First, in an era of “authenticity,” how should training be viewed?
While it’s more etiquette training than media training, I found a short piece in PR Tactics Online about “manners training” for the US athletes very interesting. While I understand the purpose of the training (namely, to not embarrass the US on the world stage), I read this story on the heels of the disclosure that the Chinese not only faked the fireworks in the opening ceremony, they also had a “prettier” girl lip-sync the “Ode to the Motherland” song, using the voice of another little girl. The question that started rolling around in my mind was, how much authenticity can we–or should we–expect? The line seems fairly clear: it’s okay to ask athletes to respect the traditions of the host nation (even if that means not being “themselves”), but it’s not okay to polish up to the point of lying.
I was initially surprised at the two-day manners training for the athletes, but after reflecting on it for a bit, it makes sense. The US government has been doing this for diplomats preparing to serve overseas for a long time now. Athletes might not have realized that by qualifying for the Olympics they were becoming ambassadors for the country, but they undoubtedly are.
This is the same thing media training (a classic PR function) tries to do–it prepares an individual on what to expect when facing the media. Even in an era of authenticity, where talking points and scripting are derided (as is the PR profession in general) there is a role for preparing people and making them aware of what they may face, and how they should handle things.
Next, so…speaking of authenticity…
Aside from the absurdity of the term “Persona Blogger” this post caught my attention for another reason. In a discussion about the fake personalities that this blogger sets up, Chris Kieff at 1 Goodreason writes that:
“The audience at SM Camp NYC seemed to divide somewhat along generational lines, with some of the younger people taking the side that it’s understood that people can’t be trusted on the internet. Their arguments followed the logic that everyone on the internet makes things up. They’ve grown up understanding there are different levels of honesty.”
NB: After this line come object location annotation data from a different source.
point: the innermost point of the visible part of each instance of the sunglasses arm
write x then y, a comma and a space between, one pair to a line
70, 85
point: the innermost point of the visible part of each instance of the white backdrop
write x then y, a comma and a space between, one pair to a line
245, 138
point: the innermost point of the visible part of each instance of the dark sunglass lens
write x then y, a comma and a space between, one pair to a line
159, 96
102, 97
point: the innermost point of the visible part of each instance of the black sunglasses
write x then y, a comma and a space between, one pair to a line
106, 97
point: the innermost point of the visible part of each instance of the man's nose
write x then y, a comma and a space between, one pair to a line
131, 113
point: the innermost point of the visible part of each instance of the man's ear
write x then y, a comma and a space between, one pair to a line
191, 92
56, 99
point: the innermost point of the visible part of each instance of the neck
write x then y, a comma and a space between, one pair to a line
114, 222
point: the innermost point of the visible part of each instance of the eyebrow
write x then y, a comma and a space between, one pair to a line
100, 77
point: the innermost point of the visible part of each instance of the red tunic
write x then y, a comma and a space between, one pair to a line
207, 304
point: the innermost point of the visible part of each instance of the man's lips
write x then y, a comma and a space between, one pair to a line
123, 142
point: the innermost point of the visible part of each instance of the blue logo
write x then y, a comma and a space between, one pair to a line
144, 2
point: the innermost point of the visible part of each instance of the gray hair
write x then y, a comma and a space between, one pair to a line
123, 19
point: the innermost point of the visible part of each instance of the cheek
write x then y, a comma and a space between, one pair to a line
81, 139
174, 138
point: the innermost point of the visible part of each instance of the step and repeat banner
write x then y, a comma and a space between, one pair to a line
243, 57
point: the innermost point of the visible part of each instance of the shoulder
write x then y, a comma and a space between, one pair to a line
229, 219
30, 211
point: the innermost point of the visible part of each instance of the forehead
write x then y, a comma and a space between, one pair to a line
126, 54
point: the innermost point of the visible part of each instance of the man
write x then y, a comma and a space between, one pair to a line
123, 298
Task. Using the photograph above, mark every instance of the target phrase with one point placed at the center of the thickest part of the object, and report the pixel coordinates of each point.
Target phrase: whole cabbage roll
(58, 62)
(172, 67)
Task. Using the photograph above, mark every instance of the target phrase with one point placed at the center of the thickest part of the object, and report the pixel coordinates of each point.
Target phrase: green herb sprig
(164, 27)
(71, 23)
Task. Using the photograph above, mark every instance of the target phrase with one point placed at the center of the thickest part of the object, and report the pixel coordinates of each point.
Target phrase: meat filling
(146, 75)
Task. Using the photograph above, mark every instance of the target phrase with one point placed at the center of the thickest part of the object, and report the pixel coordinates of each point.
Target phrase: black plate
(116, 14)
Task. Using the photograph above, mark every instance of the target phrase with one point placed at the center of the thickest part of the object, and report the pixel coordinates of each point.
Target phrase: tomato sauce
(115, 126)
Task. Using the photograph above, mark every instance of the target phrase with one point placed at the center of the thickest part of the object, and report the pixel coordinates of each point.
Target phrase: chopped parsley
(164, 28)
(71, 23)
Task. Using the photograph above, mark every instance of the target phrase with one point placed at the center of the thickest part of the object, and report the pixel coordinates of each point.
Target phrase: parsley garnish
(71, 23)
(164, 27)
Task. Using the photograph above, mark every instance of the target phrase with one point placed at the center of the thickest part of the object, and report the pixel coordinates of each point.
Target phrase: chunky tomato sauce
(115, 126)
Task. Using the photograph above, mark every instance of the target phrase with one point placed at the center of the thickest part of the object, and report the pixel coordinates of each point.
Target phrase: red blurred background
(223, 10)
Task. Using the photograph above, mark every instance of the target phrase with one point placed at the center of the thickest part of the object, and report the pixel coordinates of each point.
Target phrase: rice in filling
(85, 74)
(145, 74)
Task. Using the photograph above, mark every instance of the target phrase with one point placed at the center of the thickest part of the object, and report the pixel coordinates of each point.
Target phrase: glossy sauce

Wow…just wow. So the very generation that is demanding authenticity and is eschewing traditional marketing, and moving their communications with friends and family to social networks, doesn’t believe most of what they read online. Where does this leave us as communicators? This generation of consumers/voters/citizens is online, communicating through social networks, so we need to reach them there. But they don’t believe most of what’s there…so, does this bring us squarely back to traditional communications channels as the primary source of information, and just link to them, and/or hope that it filters back to social media channels?
For a great deal of information, this is what is being done–for example, bloggers link to and cite mainstream media stories often. It’s yet another reason why for so many companies, MSM is still the coverage that they want.